This post is the second in a series focused on the importance of human-centered sources of knowledge as LLMs transform the information landscape. The first post discusses the changing state of the internet and the related transitions in business models that emerged from that.
To be explicit, we know that attribution also matters to our community and Stack Overflow. Beyond Creative Commons licensing or credit given to the author or knowledge source, we know it builds trust. As we’ve outlined in our earlier post, the entire AI ecosystem is at risk without trust.
At Stack Overflow, attribution is non-negotiable. As part of this belief and our commitment to socially responsible AI, all contracts Stack Overflow signs with OverflowAPI partners must include an attribution requirement. All products based on models that consume public Stack data must provide attribution back to the highest-relevance posts that influenced the summary given by the model. Investments by API partners into community content should drive towards funding the growth and health of the community and its content.

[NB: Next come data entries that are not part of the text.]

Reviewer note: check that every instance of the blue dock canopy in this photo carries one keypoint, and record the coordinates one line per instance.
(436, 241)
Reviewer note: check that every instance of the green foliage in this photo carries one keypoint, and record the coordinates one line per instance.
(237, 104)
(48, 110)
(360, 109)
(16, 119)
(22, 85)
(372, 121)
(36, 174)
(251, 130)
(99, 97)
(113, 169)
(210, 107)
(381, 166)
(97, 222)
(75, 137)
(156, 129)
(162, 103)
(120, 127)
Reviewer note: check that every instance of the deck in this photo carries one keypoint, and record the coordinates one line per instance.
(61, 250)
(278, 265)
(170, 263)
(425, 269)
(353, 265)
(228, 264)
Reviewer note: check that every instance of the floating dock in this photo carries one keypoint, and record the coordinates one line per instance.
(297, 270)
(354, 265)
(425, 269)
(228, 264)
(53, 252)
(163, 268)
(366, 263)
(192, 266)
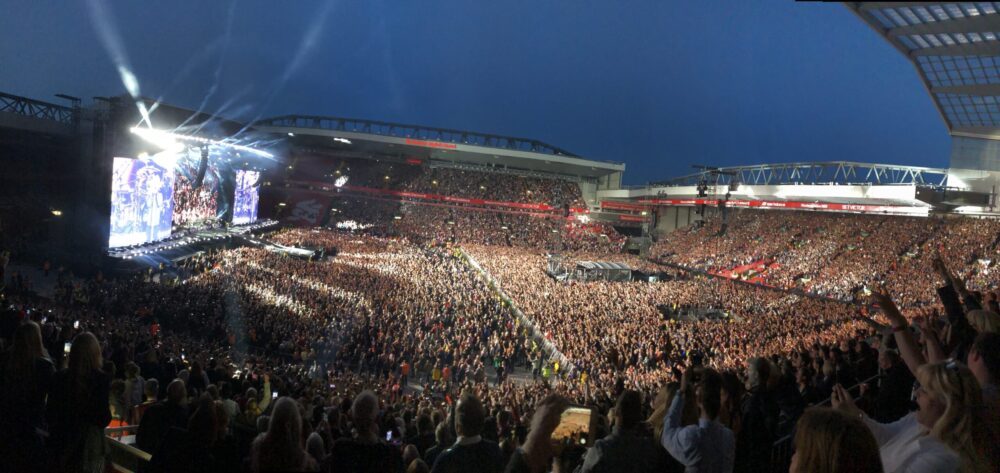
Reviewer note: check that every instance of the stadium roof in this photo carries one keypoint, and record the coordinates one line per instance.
(955, 48)
(438, 145)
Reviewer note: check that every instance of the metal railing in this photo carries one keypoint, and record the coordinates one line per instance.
(399, 130)
(37, 109)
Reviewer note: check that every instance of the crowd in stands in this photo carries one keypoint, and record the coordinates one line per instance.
(838, 255)
(497, 187)
(400, 354)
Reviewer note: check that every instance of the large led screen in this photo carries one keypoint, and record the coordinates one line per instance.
(247, 197)
(141, 201)
(195, 206)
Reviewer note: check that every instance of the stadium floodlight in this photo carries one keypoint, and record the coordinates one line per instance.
(166, 139)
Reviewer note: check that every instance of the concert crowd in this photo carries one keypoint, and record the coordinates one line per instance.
(437, 342)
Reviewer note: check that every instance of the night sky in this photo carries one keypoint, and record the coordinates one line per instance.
(658, 85)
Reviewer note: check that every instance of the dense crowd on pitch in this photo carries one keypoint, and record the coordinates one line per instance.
(841, 256)
(417, 328)
(497, 187)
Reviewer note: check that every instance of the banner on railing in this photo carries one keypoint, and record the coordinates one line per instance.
(831, 206)
(443, 198)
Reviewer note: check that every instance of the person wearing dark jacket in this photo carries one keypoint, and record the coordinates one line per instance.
(190, 450)
(78, 409)
(895, 385)
(365, 452)
(471, 453)
(629, 448)
(158, 419)
(759, 420)
(25, 379)
(443, 438)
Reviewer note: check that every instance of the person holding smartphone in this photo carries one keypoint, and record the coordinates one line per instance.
(629, 448)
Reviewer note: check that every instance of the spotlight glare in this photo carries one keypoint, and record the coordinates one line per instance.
(166, 139)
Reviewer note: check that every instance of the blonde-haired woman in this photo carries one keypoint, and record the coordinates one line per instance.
(984, 321)
(831, 441)
(938, 437)
(78, 408)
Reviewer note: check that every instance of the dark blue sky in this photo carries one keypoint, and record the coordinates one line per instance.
(659, 85)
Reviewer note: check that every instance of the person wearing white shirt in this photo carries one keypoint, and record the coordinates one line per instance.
(938, 436)
(707, 447)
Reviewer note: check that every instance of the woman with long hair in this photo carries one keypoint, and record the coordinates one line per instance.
(830, 441)
(943, 434)
(280, 448)
(78, 408)
(25, 379)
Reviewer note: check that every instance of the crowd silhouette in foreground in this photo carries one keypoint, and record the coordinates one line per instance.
(409, 352)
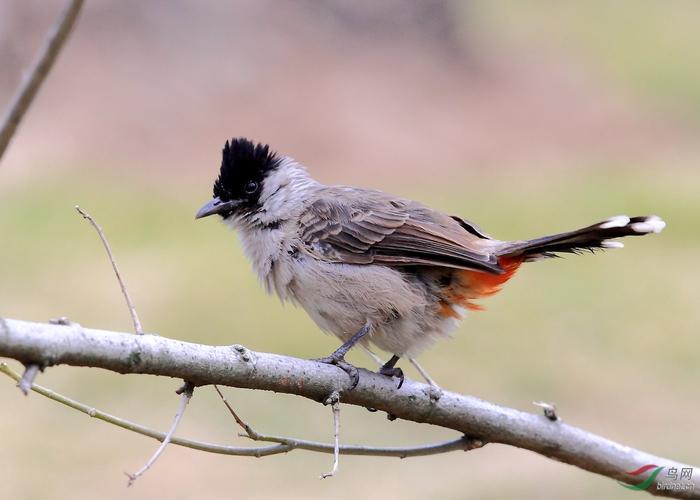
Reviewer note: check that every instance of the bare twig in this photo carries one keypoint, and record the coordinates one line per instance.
(30, 372)
(54, 42)
(283, 444)
(132, 310)
(334, 401)
(185, 395)
(47, 344)
(250, 432)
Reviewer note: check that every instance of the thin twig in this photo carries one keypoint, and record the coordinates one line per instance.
(132, 310)
(185, 396)
(47, 344)
(27, 90)
(334, 401)
(250, 432)
(30, 372)
(283, 444)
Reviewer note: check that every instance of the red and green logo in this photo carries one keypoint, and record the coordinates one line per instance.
(648, 481)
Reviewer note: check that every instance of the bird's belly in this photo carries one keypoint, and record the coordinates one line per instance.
(404, 316)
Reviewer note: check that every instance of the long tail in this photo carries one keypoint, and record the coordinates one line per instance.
(600, 235)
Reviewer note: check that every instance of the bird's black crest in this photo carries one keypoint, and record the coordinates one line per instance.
(244, 165)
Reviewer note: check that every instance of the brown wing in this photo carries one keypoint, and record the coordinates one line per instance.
(364, 227)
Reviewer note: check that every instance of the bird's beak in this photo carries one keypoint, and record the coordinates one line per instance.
(216, 206)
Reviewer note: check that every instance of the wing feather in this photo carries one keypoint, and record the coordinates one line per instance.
(367, 227)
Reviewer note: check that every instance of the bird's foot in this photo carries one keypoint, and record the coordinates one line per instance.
(339, 361)
(391, 372)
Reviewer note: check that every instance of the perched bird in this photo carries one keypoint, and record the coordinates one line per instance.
(369, 266)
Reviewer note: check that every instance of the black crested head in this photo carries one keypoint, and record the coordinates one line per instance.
(244, 166)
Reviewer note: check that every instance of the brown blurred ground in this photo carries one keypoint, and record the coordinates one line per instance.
(526, 119)
(346, 87)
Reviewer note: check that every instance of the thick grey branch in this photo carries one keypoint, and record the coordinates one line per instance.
(55, 39)
(236, 366)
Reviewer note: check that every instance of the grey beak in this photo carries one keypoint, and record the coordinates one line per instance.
(216, 206)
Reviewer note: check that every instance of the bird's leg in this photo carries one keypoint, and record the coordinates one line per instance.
(337, 358)
(390, 370)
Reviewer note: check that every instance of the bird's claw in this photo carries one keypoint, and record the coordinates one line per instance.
(393, 371)
(340, 362)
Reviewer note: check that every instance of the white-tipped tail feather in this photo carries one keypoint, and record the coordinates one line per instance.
(612, 244)
(617, 221)
(601, 235)
(652, 224)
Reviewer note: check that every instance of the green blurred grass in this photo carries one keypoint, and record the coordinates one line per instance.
(611, 338)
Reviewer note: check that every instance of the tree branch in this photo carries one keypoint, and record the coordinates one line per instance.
(55, 40)
(236, 366)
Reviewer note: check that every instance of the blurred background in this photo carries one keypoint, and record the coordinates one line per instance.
(527, 118)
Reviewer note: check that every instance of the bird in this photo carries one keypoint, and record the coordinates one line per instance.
(370, 267)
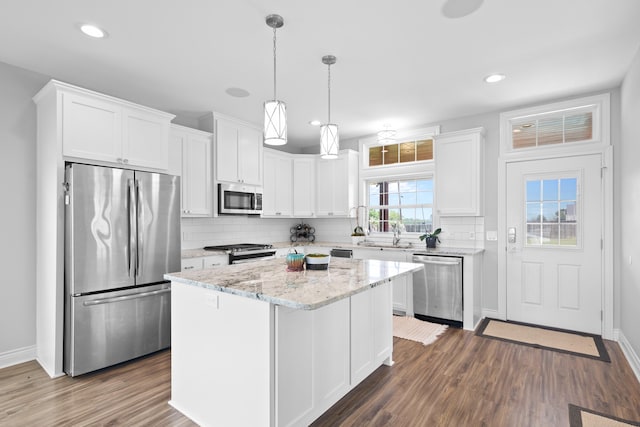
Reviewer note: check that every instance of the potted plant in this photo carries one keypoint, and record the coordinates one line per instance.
(431, 238)
(357, 235)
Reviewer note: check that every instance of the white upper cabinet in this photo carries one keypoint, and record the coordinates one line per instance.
(337, 185)
(304, 186)
(458, 173)
(197, 180)
(238, 152)
(105, 129)
(277, 185)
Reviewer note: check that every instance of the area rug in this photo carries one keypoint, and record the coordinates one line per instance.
(575, 343)
(582, 417)
(410, 328)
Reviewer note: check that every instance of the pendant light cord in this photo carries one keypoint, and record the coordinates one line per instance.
(329, 90)
(274, 63)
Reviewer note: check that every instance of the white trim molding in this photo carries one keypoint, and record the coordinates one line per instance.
(19, 355)
(629, 353)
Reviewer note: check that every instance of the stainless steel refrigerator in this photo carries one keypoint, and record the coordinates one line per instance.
(122, 234)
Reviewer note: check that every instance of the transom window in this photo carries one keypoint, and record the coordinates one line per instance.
(552, 214)
(403, 152)
(406, 205)
(573, 125)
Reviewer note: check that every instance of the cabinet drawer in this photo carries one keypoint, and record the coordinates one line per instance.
(215, 261)
(191, 264)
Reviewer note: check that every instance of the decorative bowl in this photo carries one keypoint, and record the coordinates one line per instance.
(317, 261)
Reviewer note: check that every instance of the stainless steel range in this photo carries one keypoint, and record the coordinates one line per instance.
(245, 252)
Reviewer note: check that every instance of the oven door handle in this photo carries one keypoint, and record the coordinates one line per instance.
(247, 260)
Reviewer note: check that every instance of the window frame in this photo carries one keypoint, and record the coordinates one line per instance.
(597, 104)
(416, 234)
(422, 169)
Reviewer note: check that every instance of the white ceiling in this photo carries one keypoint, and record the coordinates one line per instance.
(401, 62)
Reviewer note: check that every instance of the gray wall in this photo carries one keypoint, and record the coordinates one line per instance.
(18, 206)
(629, 203)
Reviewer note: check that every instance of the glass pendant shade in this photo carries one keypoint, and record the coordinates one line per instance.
(275, 123)
(329, 141)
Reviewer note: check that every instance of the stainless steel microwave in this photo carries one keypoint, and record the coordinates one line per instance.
(239, 199)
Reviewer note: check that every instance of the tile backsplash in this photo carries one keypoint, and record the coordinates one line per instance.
(457, 232)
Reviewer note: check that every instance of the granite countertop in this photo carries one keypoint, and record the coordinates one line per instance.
(413, 249)
(307, 290)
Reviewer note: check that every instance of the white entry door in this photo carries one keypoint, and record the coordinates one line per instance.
(554, 262)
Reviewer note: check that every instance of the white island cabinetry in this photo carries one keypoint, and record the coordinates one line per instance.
(288, 352)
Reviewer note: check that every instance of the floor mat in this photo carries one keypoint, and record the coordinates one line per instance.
(575, 343)
(413, 329)
(582, 417)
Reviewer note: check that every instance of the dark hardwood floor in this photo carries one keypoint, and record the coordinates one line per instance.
(460, 380)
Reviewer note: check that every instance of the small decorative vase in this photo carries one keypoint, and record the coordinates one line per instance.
(357, 239)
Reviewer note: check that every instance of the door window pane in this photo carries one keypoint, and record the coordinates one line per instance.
(551, 212)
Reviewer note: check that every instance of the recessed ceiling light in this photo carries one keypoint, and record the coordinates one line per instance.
(237, 92)
(494, 78)
(459, 8)
(93, 31)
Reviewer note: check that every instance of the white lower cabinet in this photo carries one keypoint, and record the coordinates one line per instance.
(322, 354)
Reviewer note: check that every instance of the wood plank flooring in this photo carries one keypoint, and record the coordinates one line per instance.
(460, 380)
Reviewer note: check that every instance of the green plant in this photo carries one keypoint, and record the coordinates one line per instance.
(358, 231)
(432, 235)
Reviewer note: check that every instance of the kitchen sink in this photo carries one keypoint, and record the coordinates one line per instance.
(401, 245)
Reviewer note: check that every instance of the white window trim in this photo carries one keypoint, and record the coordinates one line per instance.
(599, 140)
(383, 234)
(402, 136)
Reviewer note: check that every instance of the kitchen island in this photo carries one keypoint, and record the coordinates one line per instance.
(253, 344)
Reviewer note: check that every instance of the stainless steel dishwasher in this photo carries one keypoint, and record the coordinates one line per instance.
(437, 290)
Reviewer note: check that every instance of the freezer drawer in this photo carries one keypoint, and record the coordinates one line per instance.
(437, 290)
(112, 327)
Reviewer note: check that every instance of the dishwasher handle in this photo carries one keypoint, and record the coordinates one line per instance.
(438, 260)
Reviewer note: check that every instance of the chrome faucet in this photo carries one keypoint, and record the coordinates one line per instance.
(396, 235)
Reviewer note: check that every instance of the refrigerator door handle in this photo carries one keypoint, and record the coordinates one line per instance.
(140, 227)
(132, 225)
(124, 298)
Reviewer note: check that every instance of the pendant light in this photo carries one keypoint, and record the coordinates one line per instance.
(329, 140)
(275, 112)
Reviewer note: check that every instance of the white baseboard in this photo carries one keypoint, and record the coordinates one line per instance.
(629, 352)
(19, 355)
(493, 314)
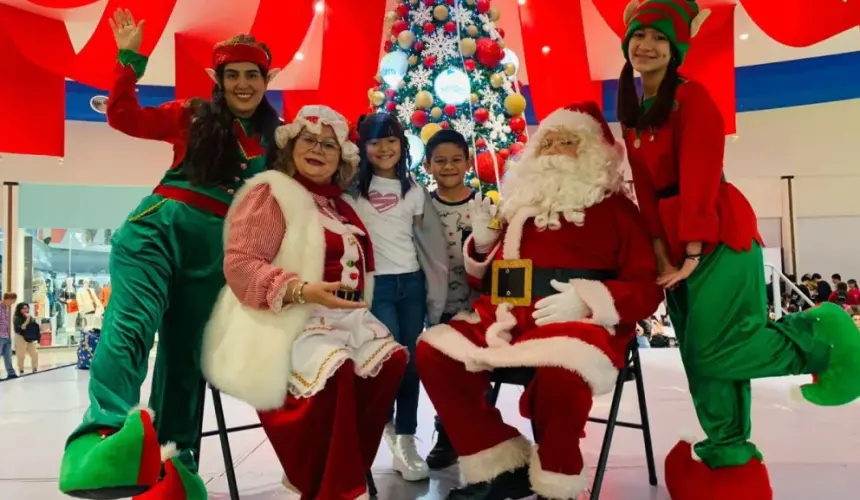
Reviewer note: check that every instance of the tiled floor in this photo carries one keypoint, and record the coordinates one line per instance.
(811, 452)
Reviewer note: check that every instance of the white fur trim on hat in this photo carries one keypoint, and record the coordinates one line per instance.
(313, 118)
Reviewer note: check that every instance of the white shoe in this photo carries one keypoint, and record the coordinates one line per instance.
(407, 461)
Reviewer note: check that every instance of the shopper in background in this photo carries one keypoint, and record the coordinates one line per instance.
(26, 337)
(6, 332)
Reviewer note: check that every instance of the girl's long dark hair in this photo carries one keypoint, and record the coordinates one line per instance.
(379, 126)
(213, 155)
(630, 112)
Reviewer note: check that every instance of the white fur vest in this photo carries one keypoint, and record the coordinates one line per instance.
(247, 352)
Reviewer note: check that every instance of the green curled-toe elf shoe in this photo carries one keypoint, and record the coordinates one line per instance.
(113, 464)
(839, 383)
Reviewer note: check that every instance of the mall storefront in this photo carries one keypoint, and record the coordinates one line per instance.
(56, 242)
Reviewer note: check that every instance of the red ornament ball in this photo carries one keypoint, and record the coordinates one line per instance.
(419, 118)
(517, 124)
(489, 53)
(485, 167)
(398, 26)
(482, 115)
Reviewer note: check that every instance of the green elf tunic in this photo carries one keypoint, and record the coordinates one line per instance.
(167, 269)
(720, 312)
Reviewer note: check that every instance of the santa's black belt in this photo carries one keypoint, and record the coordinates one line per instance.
(517, 282)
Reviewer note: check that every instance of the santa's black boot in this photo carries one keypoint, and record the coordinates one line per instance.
(512, 485)
(442, 455)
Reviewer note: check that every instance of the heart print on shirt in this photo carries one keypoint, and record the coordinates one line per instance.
(383, 202)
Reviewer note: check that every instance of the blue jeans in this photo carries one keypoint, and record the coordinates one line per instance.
(400, 303)
(6, 354)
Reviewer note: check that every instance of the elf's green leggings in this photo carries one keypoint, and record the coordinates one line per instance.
(166, 269)
(725, 338)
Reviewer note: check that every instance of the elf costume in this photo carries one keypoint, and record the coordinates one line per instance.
(678, 177)
(166, 267)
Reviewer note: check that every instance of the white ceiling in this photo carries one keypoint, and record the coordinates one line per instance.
(229, 17)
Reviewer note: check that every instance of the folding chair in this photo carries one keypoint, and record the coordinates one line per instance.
(223, 433)
(632, 371)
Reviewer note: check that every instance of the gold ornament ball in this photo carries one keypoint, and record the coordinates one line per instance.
(423, 99)
(440, 12)
(497, 80)
(468, 47)
(405, 39)
(515, 104)
(429, 131)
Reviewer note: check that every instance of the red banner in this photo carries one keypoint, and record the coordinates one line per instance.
(351, 37)
(556, 54)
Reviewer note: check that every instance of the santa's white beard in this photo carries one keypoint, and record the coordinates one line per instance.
(560, 186)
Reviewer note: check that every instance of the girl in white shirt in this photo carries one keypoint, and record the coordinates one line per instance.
(391, 205)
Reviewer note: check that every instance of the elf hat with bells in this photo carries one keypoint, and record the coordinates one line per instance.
(679, 20)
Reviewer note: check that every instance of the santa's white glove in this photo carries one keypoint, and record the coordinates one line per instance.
(561, 307)
(482, 212)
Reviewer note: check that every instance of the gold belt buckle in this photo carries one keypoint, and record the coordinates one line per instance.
(512, 282)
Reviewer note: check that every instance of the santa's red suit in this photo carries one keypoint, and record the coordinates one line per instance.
(571, 235)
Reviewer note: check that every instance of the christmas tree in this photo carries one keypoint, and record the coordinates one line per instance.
(446, 65)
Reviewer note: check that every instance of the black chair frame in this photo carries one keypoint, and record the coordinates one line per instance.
(223, 432)
(632, 371)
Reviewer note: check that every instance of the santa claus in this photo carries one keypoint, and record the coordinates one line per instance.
(563, 282)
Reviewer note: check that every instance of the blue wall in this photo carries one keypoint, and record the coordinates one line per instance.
(765, 86)
(76, 207)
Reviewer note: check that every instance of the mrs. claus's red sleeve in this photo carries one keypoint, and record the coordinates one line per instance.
(700, 141)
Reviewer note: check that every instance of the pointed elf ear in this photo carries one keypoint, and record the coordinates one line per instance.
(273, 73)
(629, 10)
(698, 21)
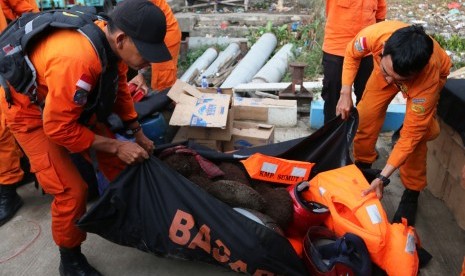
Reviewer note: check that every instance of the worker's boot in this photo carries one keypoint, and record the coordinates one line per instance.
(74, 263)
(407, 207)
(10, 202)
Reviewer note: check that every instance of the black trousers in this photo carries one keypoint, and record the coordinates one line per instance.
(332, 71)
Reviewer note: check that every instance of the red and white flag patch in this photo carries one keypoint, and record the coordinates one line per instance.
(85, 82)
(361, 44)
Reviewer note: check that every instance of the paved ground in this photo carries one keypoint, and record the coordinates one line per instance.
(26, 246)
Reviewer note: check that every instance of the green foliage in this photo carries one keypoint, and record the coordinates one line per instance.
(454, 43)
(306, 38)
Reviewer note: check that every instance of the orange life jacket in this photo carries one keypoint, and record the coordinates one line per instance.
(277, 170)
(391, 247)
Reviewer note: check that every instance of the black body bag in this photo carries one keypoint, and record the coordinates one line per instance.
(155, 209)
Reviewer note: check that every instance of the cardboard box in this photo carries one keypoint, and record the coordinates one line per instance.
(214, 90)
(249, 134)
(207, 133)
(271, 111)
(194, 108)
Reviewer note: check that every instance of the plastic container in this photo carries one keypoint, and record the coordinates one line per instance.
(204, 82)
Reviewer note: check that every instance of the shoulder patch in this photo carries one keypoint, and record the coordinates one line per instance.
(80, 97)
(418, 109)
(418, 100)
(85, 82)
(360, 44)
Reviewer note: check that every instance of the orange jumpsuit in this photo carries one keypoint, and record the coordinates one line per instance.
(421, 93)
(359, 13)
(164, 74)
(65, 62)
(10, 154)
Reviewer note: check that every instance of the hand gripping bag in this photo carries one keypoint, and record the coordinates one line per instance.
(340, 190)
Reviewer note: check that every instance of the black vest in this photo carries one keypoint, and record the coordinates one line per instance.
(17, 70)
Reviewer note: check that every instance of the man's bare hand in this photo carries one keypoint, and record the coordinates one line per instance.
(345, 104)
(144, 142)
(375, 186)
(130, 152)
(139, 81)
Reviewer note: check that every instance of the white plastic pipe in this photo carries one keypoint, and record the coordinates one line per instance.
(276, 67)
(231, 52)
(252, 62)
(200, 64)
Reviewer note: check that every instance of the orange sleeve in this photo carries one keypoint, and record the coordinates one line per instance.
(369, 40)
(422, 99)
(124, 105)
(357, 49)
(381, 10)
(62, 108)
(2, 20)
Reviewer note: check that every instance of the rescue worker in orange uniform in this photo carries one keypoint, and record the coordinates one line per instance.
(68, 69)
(164, 74)
(15, 8)
(406, 59)
(344, 19)
(10, 154)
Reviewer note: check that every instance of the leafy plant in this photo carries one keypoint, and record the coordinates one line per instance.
(455, 44)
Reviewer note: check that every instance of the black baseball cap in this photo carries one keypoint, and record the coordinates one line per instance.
(145, 24)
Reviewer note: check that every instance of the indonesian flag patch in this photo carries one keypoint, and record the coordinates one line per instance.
(85, 82)
(361, 44)
(83, 87)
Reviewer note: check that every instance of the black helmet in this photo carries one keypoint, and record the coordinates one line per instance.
(325, 254)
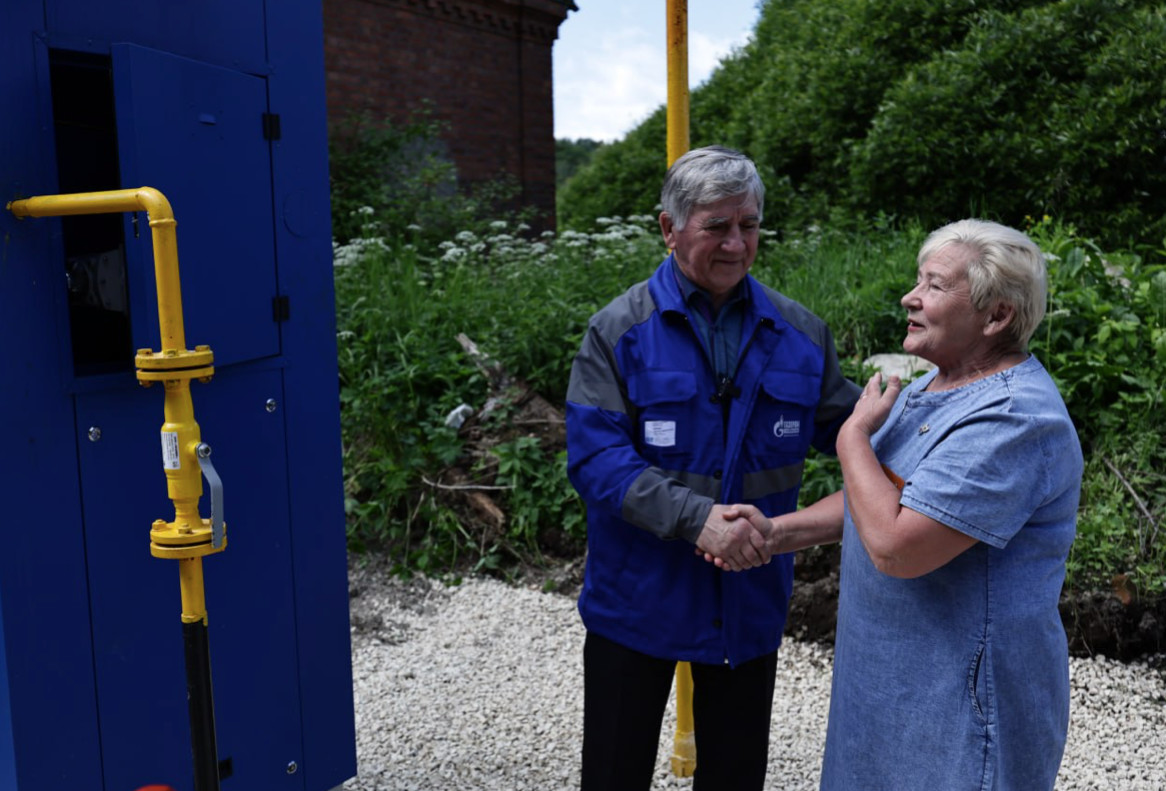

To this end, partners work with us because they want the Stack Exchange Community to be bought into their use of community content, not just for licensing alone: their reputation with developers matters, and they understand that attribution of Stack Overflow data alone is not enough to safeguard this reputation.
Listening to the developer community
In our 2024 Stack Overflow Developer Survey, we found that the gap between the use of AI and trust in its output continues to widen: 76% of all respondents are using or planning to use AI tools, up from 70% in 2023, while AI’s favorability rating decreased from 77% last year to 72%. Only 43% of developers say that they trust the accuracy of AI tools, and 31% of developers remain skeptical. The heart of all of this? Well, the top three ethical issues related to AI developers are concerned with are AI's potential to circulate misinformation (79%), missing or incorrect attribution for sources of data (65%), and bias that does not represent a diversity of viewpoints (50%).
Pressures from within the technology community and the larger society drive LLM developers to consider their impact on the data sources used to generate answers. This has created an urgency around data procurement focused on high-quality training data that is better than what is publicly available. The race by hundreds of companies to produce their own LLM models and integrate them into many products is driving a highly competitive environment. As LLM providers focus more on enterprise customers, multiple levels of data governance are required; corporate customers are much less accepting of lapses in accuracy (vs. individual consumers) and demand accountability for the information provided by models and the security of their data.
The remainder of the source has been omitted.